わたしは何かに打ち込んだことがなく、部活もバイトも進路も中途半端で、それから数年経って大人になっても中途半端な人生を歩んでいた。

あるときなにか一つのことをちゃんとやろう。と思い立った。消去法でピアノを選んだ。とりあえず毎日ピアノに向かい練習すると決めた(1時間)。夜、用事があって練習できなさそうなときは、朝早く起きて練習してから出かけた。とりあえず一年間つづけた。それは少し自信になった。そのあと弾かない時期もあったけど、おおむね長く続けることができた。

何曲かのこして楽譜を断捨離して練習する曲をしぼった。そのなかにバラ1は残っていた。正直好きなわけではない。暗いし重いしよくわからないしむずいし。でも先生のことばがずっとここまでわたしを推し進めてきたのだ。わたしも誰かが感動して泣くような演奏をしてみたい、と密かに思っていた。

といっても人前で弾く機会もなくときどき練習するくらいだった。

あるときピアノサークルに入ることになった。練習会のとき隣りに座った人とショパンの話をした。男の人だったのだけど、「ショパンって手が小さいていうけど、いうてそんなに小さくないよね」など話したりしていた。そのサークルでは年に数回発表会が行われていて、その人も前にバラ1を演奏したことがあったそうだ。エキエル版を持っていて、見せてもらった。ちなみにわたしは音楽之友社から出ているショパンアルバム(絶版)という楽譜を使っていた。指使いが結構ちがっていた。そのときはわたしは演奏会に出ようとも思っていなかった。

その2年後くらいに発表会でバラ1を演奏することになった。楽しみというよりは苦行だった。でもこの曲は自分にとって課題な気がして練習していた。正直今でもそんなに好きではない。愛着はあるけど。うまく弾けなかったとしても、いったん終わりにしたかった。他に沢山弾きたい曲もある。

演奏は前半はまぁまぁいい感じに弾けたかもしれないけど、コーダがボロボロだった。3日前くらいから「だめかも」って思っていた。音がスカスカ。

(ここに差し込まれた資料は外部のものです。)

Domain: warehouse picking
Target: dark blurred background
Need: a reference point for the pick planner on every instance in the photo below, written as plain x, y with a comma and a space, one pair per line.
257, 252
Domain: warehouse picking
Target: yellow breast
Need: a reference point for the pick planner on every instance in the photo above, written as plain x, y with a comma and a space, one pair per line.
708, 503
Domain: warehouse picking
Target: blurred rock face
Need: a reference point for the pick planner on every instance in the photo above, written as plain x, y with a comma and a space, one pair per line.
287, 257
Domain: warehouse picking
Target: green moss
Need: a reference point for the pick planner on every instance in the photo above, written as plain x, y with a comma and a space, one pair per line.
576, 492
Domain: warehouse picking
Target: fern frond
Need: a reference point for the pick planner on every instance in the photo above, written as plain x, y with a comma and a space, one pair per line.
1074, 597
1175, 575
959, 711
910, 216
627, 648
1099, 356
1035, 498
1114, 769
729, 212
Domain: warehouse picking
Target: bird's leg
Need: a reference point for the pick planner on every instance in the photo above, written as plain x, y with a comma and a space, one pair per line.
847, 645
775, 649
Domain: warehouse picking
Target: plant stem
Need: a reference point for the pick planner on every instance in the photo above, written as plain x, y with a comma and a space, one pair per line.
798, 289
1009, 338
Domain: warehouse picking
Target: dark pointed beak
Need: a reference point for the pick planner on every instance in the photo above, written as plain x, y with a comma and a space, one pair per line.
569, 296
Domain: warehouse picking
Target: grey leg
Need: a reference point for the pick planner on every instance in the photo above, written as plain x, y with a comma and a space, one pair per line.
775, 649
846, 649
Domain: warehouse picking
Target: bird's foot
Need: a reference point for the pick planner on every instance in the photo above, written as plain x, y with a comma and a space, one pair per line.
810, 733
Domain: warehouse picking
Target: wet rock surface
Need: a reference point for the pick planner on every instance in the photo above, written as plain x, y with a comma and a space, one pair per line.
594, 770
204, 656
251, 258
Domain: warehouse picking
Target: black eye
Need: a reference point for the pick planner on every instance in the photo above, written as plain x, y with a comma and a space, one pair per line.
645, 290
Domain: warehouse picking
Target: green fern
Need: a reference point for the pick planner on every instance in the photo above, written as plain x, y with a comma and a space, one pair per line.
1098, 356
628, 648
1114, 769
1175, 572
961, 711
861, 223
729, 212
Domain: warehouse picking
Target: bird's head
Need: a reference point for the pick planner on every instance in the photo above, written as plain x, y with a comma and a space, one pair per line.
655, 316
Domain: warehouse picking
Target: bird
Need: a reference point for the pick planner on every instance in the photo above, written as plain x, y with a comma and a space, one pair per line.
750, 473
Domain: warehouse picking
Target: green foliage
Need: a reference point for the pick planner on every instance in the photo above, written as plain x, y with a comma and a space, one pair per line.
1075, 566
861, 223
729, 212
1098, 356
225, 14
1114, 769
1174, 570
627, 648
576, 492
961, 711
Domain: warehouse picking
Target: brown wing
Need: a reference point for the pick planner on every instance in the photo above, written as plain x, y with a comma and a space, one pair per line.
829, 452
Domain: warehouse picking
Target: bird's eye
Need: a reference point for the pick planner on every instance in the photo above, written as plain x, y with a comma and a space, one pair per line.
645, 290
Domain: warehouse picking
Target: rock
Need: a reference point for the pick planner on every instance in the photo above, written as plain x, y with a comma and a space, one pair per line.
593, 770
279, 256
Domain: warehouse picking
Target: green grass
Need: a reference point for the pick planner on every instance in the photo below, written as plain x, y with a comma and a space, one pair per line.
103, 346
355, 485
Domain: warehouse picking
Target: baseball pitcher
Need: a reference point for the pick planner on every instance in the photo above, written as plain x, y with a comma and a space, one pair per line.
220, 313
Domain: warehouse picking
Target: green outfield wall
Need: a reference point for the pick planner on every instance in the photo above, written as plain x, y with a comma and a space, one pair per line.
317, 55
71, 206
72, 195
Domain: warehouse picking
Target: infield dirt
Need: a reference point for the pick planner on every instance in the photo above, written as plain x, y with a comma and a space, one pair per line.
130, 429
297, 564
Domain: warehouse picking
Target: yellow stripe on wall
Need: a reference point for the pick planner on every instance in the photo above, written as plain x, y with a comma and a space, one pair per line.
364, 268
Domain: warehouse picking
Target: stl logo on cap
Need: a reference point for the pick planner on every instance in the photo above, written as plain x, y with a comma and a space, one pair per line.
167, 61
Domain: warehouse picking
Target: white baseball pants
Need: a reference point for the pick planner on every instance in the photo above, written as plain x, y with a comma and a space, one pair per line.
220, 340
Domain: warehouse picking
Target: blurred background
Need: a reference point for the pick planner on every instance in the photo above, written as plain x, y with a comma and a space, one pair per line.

「よかったです」と声をかけてくれた人もいた。その人がお世辞でなくて心から本当にそう言っているのが伝わった。うれしかった。

これで終わりにするはずだったけど、あるときサークルの練習会でバラード全曲を練習している女の人が言っていた「この曲は一生練習する曲なのだと思います」という言葉に、ほんとにそうだなと改めて感じた。バラ1は引き続き永遠の課題曲になりそうです。